# Advanced Topics

## inference/linker.`py`

### class EntityLinker

Creates a pipeline of an entity recognition transformer and a sentence transformer for embedding text.

#### Initialization Parameters

entity\_model : str, default='tabiya/roberta-base-job-ner' Path to a pre-trained `AutoModelForTokenClassification` model or an `AutoModelCrfForNer` model. This model is used for entity recognition within the input text.

similarity\_model : str, default='all-MiniLM-L6-v2' Path or name of a sentence transformer model used for embedding text. The sentence transformer is used to compute embeddings for the extracted entities and the reference sets. The model 'all-mpnet-base-v2' is available but not in cache, so it should be used with the parameter `from_cache=False` at least the first time.

crf : bool, default=False A flag to indicate whether to use an `AutoModelCrfForNer` model instead of a standard `AutoModelForTokenClassification`. `CRF` (Conditional Random Field) models are used when the task requires sequential predictions with dependencies between the outputs.

evaluation\_mode : bool, default=False If set to `True`, the linker will return the cosine similarity scores between the embeddings. This mode is useful for evaluating the quality of the linkages.

k : int, default=32 Specifies the number of items to retrieve from the reference sets. This parameter limits the number of top matches to consider when linking entities.

from\_cache : bool, default=True If set to `True`, the precomputed embeddings are loaded from cache to save time. If set to `False`, the embeddings are computed on-the-fly, which requires GPU access for efficiency and can be time-consuming.

output\_format : str, default='occupation' Specifies the format of the output for occupations, either `occupation`, `preffered_label`, `esco_code`, `uuid` or `all` to get all the columns. The `uuid` is also available for the skills.

#### Calling Parameters

text : str An arbitrary job vacancy-related string.

linking : bool, default=True Specify whether the model performs the entity linking to the taxonomy.

### class FrenchEntityLinker

French version of the entity linker. In order to use, we need to rewrite the reference databases to the French version of ESCO.

## `inference/evaluator.py`

## class Evaluator(EntityLinker)

Evaluator class that inherits the Entity Linker. It computes the queries, corpus, inverted corpus and relevant docs for the [InformationRetrievalEvaluator](https://github.com/UKPLab/sentence-transformers/blob/master/sentence_transformers/evaluation/InformationRetrievalEvaluator.py), performs entity linking and computes the Information Retrieval Metrics.

### Initialization Parameters

entity\_type: str Occupation, Skill, or Qualification to determine the exact evaluation set to be used.

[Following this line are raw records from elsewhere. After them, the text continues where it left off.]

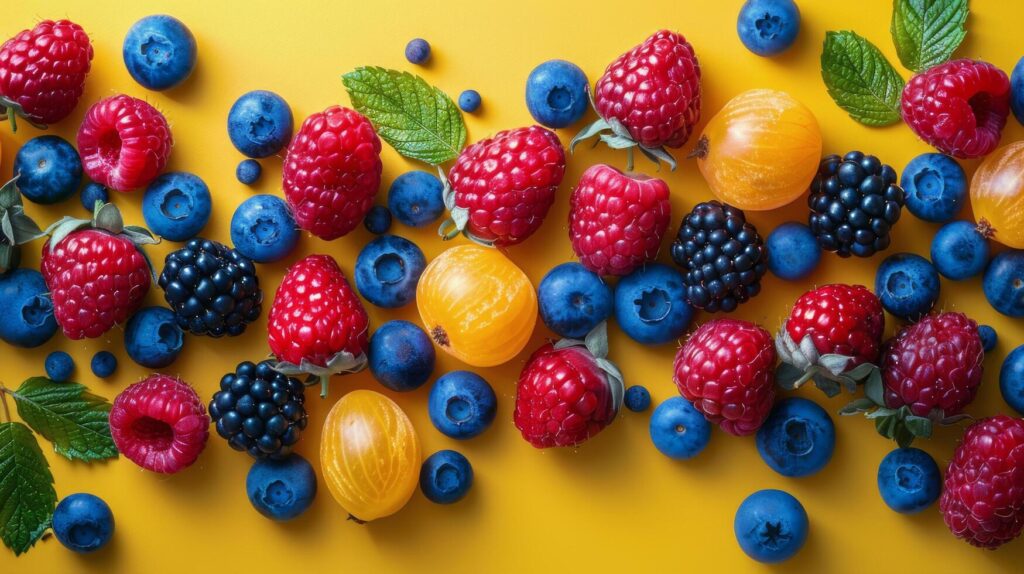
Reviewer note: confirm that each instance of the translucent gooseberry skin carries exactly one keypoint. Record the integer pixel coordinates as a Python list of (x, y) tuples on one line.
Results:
[(761, 150), (370, 455), (997, 194), (477, 305)]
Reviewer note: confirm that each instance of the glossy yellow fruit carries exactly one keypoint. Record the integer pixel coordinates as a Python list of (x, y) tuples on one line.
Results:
[(476, 305), (370, 455), (761, 151), (997, 194)]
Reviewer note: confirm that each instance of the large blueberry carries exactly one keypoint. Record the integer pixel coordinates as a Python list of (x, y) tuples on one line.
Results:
[(259, 124), (650, 305), (176, 206), (573, 300), (263, 229), (798, 438), (159, 52), (462, 404), (387, 270), (26, 309), (48, 170)]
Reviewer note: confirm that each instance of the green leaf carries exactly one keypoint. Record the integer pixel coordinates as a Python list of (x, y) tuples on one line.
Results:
[(860, 79), (415, 118), (928, 32), (27, 495), (69, 415)]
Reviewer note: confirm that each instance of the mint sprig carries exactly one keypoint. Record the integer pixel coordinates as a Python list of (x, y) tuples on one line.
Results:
[(928, 32), (418, 120), (860, 79)]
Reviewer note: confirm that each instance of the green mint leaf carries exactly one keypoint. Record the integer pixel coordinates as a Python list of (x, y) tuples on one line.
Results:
[(860, 79), (928, 32), (415, 118), (27, 495), (69, 415)]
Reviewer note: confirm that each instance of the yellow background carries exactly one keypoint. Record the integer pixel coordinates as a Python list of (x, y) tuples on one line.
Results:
[(615, 502)]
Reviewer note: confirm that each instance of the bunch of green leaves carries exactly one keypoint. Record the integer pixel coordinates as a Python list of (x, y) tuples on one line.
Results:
[(68, 415), (860, 79)]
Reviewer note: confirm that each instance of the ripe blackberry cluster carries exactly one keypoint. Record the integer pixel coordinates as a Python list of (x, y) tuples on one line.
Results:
[(854, 202), (213, 290), (723, 256), (259, 410)]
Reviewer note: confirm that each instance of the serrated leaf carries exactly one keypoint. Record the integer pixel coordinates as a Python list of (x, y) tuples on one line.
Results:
[(860, 79), (27, 495), (928, 32), (418, 120), (69, 415)]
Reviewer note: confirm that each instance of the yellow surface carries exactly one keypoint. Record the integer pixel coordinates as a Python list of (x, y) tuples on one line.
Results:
[(614, 503)]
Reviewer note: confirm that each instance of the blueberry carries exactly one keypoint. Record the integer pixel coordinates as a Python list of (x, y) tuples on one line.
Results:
[(935, 186), (282, 489), (248, 171), (637, 398), (103, 364), (418, 51), (798, 438), (445, 477), (401, 356), (573, 300), (59, 366), (909, 480), (176, 206), (770, 526), (650, 305), (678, 430), (556, 93), (958, 251), (1012, 380), (48, 170), (159, 52), (1004, 283), (259, 124), (263, 229), (469, 100), (416, 199), (387, 270), (462, 404), (768, 27), (26, 309), (378, 220), (907, 284), (83, 523), (793, 252)]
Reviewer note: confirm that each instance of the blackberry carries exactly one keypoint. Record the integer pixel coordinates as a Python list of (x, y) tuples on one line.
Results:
[(259, 410), (723, 256), (213, 290), (854, 202)]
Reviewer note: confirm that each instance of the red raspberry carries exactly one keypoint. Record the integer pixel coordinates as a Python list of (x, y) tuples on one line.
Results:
[(567, 392), (43, 70), (983, 497), (616, 220), (317, 324), (726, 370), (95, 272), (960, 106), (332, 172), (160, 424), (124, 142), (502, 187)]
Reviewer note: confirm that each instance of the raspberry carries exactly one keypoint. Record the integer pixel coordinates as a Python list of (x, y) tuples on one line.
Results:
[(726, 370), (124, 142), (960, 106), (160, 424), (616, 220)]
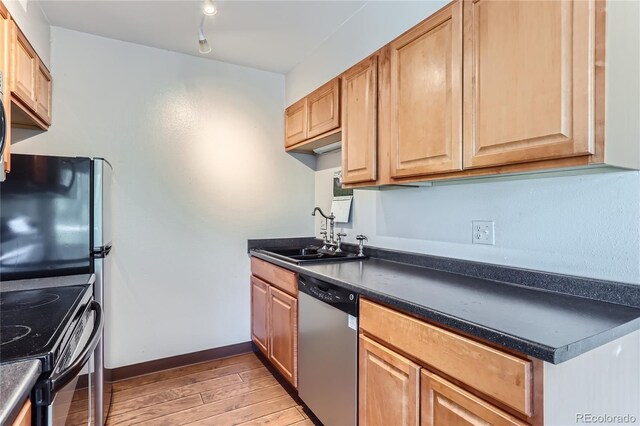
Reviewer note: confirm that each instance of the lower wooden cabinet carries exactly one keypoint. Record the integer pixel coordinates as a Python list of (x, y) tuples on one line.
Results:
[(412, 372), (283, 333), (274, 316), (388, 386), (24, 416), (445, 404), (259, 311)]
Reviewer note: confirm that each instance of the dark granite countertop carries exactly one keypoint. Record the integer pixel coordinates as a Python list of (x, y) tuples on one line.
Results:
[(547, 325), (16, 381), (49, 282)]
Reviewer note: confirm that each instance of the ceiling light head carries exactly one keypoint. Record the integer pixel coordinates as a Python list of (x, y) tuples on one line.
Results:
[(203, 45), (208, 8)]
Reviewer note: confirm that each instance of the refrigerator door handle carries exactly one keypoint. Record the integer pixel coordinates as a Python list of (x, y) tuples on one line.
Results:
[(101, 252)]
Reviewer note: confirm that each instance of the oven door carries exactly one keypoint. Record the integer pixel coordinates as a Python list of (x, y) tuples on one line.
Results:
[(69, 386)]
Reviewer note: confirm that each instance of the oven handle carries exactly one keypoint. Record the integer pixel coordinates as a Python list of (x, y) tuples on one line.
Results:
[(61, 379)]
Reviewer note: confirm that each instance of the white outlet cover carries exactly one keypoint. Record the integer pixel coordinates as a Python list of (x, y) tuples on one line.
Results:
[(483, 232)]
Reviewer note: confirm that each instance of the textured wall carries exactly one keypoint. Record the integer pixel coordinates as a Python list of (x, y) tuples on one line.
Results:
[(196, 147)]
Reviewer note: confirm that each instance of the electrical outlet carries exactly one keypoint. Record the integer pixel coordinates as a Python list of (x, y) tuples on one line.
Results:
[(483, 232)]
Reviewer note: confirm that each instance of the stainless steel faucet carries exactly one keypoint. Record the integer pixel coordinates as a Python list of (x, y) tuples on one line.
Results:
[(361, 239), (330, 242)]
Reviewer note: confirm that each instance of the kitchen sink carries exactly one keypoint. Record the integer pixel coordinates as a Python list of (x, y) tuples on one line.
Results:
[(309, 254)]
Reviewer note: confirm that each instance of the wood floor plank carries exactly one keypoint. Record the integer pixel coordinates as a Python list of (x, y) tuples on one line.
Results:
[(305, 422), (256, 373), (220, 407), (120, 404), (280, 418), (155, 411), (188, 379), (182, 371), (249, 413), (237, 389), (301, 410)]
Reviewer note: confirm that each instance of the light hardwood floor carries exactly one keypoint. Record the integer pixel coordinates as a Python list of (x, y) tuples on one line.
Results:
[(231, 391)]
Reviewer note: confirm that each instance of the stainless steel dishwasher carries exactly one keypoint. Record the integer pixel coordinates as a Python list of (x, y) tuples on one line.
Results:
[(328, 351)]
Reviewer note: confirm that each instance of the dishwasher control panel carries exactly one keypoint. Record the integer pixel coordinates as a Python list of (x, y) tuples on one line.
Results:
[(336, 296)]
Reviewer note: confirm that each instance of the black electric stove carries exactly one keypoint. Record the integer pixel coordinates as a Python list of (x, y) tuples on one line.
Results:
[(37, 324)]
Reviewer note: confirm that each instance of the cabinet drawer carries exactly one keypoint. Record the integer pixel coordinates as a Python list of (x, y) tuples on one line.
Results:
[(286, 281), (502, 376), (444, 403)]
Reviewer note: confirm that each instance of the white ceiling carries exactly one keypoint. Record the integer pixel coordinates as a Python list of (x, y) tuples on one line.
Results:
[(269, 35)]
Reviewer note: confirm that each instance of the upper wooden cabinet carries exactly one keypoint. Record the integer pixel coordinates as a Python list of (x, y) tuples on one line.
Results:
[(314, 120), (323, 109), (529, 80), (295, 123), (5, 61), (25, 66), (359, 122), (43, 93), (426, 96), (30, 84)]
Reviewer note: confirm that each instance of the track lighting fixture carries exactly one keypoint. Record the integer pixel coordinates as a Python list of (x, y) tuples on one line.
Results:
[(203, 44), (208, 8)]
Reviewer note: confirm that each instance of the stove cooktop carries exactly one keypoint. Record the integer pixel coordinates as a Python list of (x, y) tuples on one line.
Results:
[(34, 323)]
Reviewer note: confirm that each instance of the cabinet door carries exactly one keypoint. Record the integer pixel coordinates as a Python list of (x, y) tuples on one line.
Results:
[(295, 123), (43, 93), (360, 121), (24, 416), (259, 314), (283, 334), (323, 109), (444, 404), (528, 83), (388, 386), (426, 96), (5, 37), (23, 81)]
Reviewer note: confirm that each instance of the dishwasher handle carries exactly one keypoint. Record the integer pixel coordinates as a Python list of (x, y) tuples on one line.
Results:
[(331, 294)]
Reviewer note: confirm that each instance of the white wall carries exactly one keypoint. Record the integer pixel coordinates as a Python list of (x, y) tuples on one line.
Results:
[(34, 24), (196, 147), (611, 389), (580, 225)]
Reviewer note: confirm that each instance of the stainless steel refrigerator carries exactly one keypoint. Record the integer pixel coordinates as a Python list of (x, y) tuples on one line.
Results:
[(55, 220)]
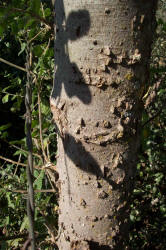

## `util/transformersCRF.py`

### class CRF(nn.Module)

Implemented from [here](https://github.com/lonePatient/BERT-NER-Pytorch/tree/master).

A class that creates a linear Conditional Random Field model.

### class AutoModelForCrfPretrainedConfig(PretrainedConfig)

Configuration class that inherits from [PretrainedConfig ](https://huggingface.co/docs/transformers/en/main_classes/configuration#transformers.PretrainedConfig)HuggingFace class.

### class AutoModelCrfForNer(PreTrainedModel)

A general class that inherits from [PreTrainedModel HuggingFace](https://huggingface.co/docs/transformers/en/main_classes/model#transformers.PreTrainedModel) class. The model\_type is detected automatically.

model\_type: str Possible options include `BertCrfForNer`, `RobertaCrfForNer` and `DebertaCrfForNer.`

### class BERT\_CRF\_Config(PretrainedConfig)

Custom class used for configuring BERT for CRF.

### class BertCrfForNer(PreTrainedModel)

BERT-based CRF model that inherits from [PreTrainedModel HuggingFace](https://huggingface.co/docs/transformers/en/main_classes/model#transformers.PreTrainedModel) class.

Same as [PreTrainedModel HuggingFace](https://huggingface.co/docs/transformers/en/main_classes/model#transformers.PreTrainedModel).

#### Forward Parameters

Same as [PreTrainedModel HuggingFace](https://huggingface.co/docs/transformers/en/main_classes/model#transformers.PreTrainedModel) except for

`special_tokens_mask` default: None. We use this option from HuggingFace as a small hack to implement the special\_mask needed for CRF.

### class ROBERTA\_CRF\_Config(PretrainedConfig)

Custom class used for configuring RoBERTa for CRF.

### class RobertaCrfForNer(PreTrainedModel)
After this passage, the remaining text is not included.